After four films and four directors, I’m getting pretty optimistic about the Mission: Impossible franchise, although still not enough to go back to the original show. But, if you were to compare Ghost Protocol to other film fourths this year, like X-Men: First Class and Pirates of the Caribbean: on Stranger Tides, I think you’d agree with me that it’s pretty amazing this movie came out as fresh and fun as it did.


For the record, here’s how I stand on the preceding three films: The first Mission: Impossible is good, a more classical gadget-based spy movie with some pacing problems. The second one is a mess, but kind of fun in a pretty trainwreck sort of way. J.J. Abrams made the first really great entry in the series, which was a real surprise at the time. Perhaps even more surprising is that they turned the fourth entry over to Pixar-vet Brad Bird. But, proving that a good director is a good director, regardless if he’s directing people or cartoons, Bird does an amazing job with Ghost Protocol.

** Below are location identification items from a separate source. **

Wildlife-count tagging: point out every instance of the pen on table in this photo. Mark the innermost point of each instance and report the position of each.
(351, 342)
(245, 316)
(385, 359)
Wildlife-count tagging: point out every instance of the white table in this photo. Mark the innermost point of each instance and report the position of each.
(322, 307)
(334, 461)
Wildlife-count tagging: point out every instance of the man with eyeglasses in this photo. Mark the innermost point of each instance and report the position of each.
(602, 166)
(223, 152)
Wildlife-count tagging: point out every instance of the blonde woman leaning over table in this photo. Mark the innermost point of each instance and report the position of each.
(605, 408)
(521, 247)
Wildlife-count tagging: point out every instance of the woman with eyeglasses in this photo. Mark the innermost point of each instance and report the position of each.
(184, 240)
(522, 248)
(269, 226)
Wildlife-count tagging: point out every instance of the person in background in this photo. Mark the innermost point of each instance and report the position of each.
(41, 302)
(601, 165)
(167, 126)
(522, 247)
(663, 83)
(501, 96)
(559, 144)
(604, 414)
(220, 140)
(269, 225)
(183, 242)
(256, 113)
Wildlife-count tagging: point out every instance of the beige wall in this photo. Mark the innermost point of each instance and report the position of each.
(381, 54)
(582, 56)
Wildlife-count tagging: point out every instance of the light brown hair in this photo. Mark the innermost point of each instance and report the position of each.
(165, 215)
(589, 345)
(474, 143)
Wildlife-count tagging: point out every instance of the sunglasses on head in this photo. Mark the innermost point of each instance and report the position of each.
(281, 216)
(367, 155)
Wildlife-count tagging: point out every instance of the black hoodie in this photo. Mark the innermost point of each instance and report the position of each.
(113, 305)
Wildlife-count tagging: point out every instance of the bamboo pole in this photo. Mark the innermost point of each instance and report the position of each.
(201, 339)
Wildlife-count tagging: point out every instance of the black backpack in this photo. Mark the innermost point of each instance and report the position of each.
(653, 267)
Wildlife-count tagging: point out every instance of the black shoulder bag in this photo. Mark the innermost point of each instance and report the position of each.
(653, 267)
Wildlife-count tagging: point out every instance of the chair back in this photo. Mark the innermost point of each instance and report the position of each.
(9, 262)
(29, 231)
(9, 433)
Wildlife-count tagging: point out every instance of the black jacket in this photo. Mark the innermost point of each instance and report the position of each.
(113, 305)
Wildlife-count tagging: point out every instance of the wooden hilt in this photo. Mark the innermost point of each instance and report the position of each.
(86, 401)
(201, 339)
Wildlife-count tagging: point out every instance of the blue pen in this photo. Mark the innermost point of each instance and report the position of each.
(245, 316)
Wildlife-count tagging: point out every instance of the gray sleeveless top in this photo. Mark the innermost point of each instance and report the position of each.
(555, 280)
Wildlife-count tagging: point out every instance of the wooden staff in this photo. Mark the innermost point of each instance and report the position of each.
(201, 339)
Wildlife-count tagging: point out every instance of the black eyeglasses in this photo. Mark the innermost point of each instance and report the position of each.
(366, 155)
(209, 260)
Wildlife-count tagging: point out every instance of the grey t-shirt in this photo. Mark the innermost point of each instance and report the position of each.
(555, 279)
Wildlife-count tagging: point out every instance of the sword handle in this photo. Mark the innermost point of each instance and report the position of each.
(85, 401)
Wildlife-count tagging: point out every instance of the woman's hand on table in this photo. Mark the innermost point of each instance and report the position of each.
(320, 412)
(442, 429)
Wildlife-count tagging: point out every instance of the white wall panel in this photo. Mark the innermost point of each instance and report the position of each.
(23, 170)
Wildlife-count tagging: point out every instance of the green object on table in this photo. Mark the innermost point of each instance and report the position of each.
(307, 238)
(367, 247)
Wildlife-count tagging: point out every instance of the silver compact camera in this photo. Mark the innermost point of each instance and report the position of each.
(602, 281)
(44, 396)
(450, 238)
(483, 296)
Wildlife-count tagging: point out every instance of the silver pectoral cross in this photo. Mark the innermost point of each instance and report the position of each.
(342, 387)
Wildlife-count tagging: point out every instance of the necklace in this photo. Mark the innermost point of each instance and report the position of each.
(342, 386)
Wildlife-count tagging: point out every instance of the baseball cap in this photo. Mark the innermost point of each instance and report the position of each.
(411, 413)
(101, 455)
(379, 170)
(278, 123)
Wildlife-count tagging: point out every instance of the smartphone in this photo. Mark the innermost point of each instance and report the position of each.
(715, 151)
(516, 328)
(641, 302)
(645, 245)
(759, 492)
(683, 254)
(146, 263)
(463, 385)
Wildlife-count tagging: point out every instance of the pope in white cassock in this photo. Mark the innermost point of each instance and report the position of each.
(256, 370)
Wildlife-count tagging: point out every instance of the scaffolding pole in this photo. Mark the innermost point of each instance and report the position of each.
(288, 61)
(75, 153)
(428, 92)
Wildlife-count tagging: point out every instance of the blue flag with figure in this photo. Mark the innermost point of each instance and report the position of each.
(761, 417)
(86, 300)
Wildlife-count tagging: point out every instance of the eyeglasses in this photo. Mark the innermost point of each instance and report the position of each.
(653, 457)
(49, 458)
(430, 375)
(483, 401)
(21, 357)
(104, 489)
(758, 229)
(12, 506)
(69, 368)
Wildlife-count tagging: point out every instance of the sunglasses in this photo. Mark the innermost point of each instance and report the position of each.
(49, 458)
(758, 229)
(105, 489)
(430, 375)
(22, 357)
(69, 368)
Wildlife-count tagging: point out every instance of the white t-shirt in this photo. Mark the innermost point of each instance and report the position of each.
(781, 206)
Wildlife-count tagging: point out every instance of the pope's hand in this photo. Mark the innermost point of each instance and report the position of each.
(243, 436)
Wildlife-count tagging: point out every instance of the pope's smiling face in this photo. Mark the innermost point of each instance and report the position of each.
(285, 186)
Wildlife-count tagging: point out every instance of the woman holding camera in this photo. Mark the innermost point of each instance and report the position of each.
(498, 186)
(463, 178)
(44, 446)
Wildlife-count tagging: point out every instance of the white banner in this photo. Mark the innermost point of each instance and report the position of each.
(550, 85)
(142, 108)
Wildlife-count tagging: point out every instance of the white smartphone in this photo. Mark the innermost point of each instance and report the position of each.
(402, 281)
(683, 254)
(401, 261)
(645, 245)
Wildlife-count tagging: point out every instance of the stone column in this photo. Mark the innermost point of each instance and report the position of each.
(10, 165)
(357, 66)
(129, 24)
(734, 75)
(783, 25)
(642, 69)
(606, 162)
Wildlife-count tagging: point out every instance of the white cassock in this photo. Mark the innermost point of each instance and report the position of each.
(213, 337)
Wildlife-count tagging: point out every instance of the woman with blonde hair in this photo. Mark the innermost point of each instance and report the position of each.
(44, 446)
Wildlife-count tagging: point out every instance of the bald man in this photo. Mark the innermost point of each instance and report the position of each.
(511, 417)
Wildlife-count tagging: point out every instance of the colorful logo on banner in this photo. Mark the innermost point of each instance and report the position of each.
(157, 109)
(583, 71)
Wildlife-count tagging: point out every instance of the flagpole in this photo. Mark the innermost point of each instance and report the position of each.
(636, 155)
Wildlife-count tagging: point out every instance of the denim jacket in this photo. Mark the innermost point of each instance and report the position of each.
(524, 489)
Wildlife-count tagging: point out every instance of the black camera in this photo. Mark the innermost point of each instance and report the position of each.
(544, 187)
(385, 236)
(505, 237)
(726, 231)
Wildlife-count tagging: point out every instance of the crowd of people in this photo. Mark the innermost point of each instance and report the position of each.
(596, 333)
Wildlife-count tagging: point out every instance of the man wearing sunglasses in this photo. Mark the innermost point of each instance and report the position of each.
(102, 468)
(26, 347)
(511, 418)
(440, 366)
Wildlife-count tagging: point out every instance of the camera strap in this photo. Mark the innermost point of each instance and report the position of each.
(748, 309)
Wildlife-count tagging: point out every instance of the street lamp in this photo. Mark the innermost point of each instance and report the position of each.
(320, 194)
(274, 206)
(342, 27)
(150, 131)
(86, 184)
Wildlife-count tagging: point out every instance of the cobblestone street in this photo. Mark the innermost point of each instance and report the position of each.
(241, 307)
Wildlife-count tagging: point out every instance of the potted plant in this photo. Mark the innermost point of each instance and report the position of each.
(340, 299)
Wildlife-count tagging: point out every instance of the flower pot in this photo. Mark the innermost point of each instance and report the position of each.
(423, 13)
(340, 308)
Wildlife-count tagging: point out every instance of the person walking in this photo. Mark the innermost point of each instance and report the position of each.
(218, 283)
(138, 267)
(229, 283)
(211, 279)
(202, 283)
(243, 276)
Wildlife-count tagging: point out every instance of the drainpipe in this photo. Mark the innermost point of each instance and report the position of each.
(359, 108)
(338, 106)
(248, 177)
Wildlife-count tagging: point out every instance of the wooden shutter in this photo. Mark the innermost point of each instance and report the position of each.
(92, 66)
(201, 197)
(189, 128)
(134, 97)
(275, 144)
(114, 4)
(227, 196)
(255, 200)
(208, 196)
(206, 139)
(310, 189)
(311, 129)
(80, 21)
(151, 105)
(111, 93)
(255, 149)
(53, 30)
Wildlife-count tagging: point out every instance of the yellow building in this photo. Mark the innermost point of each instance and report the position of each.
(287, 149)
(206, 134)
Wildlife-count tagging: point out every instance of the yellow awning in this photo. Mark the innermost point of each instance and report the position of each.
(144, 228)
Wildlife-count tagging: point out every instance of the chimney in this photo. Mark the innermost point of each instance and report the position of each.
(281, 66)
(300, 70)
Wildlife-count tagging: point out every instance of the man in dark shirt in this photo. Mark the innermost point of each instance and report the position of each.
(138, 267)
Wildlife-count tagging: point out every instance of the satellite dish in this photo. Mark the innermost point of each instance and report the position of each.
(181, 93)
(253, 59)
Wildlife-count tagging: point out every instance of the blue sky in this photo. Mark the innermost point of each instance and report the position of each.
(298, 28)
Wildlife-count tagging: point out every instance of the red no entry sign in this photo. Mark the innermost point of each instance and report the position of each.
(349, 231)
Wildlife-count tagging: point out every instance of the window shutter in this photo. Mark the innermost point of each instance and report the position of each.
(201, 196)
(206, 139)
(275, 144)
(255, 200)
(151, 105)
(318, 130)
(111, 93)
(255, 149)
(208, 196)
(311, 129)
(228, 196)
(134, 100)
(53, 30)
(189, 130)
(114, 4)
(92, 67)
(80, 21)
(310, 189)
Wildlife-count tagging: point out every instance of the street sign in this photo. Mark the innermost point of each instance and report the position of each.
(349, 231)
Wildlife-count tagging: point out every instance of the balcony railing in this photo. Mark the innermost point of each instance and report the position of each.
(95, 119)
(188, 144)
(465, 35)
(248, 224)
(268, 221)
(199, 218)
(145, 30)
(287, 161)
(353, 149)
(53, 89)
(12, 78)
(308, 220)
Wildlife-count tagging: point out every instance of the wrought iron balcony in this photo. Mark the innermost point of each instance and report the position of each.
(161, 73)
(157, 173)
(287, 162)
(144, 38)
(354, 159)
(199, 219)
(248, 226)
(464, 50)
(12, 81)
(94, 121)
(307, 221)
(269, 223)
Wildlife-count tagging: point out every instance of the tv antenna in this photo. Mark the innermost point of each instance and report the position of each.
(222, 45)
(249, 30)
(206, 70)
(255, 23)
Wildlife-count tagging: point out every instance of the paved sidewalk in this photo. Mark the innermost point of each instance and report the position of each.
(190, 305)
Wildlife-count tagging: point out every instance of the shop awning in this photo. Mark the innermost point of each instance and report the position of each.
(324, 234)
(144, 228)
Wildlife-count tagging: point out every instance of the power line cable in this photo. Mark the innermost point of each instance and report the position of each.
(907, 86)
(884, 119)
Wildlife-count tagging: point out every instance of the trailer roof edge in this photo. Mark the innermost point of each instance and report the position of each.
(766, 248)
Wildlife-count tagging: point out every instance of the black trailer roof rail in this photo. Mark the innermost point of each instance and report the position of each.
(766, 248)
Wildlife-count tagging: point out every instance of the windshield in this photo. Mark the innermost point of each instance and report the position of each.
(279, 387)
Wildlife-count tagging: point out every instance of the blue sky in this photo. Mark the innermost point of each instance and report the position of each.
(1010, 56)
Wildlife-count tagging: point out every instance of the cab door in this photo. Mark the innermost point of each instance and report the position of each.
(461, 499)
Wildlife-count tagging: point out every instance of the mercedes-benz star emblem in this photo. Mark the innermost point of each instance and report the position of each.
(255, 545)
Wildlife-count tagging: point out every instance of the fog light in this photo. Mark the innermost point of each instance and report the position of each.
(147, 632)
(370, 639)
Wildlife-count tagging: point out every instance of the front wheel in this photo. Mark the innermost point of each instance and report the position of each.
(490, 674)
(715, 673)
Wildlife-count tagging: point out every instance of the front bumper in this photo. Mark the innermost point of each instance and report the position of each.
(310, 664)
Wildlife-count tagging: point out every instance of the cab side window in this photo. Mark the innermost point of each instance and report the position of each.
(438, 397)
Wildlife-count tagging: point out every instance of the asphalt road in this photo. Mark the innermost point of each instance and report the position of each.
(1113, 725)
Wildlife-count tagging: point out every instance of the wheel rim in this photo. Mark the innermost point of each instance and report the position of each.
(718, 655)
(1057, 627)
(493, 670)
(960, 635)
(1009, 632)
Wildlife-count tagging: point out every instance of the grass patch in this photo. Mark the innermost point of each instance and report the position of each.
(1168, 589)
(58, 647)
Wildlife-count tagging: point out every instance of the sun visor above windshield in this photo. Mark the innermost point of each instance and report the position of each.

Series hero Ethan Hunt (the apparently ageless Tom Cruise) begins the movie imprisoned in Russia. He’s broken out by Simon Pegg, the only other returning cast member, and newcomer Paula Patton because, well, things are real bad on the outside. Before he even has a chance to take a shower without worrying about rape, Ethan and the rest of the IMF have been framed for some real bad shit and are on the run from just about everybody. The seeming everyman Jeremy Renner joins the team and together they four go off to save the world and clear their names.

Ghost Protocol has some truly jaw-dropping sequences. The lengthy section of the movie set in the Burj Khalifa, the tallest building in the world, is absolutely riveting, in part because the stakes always seem so high. Everything goes wrong for these guys, whether its sabotage or just plain bad luck. The rope’s too short, the machine broke, a sandstorm’s coming, the message wouldn’t even self-destruct. The odds are stacked against them, and more often then not, they fail. It makes this movie stand out amongst all the CG perfection we’re used to seeing in modern action films.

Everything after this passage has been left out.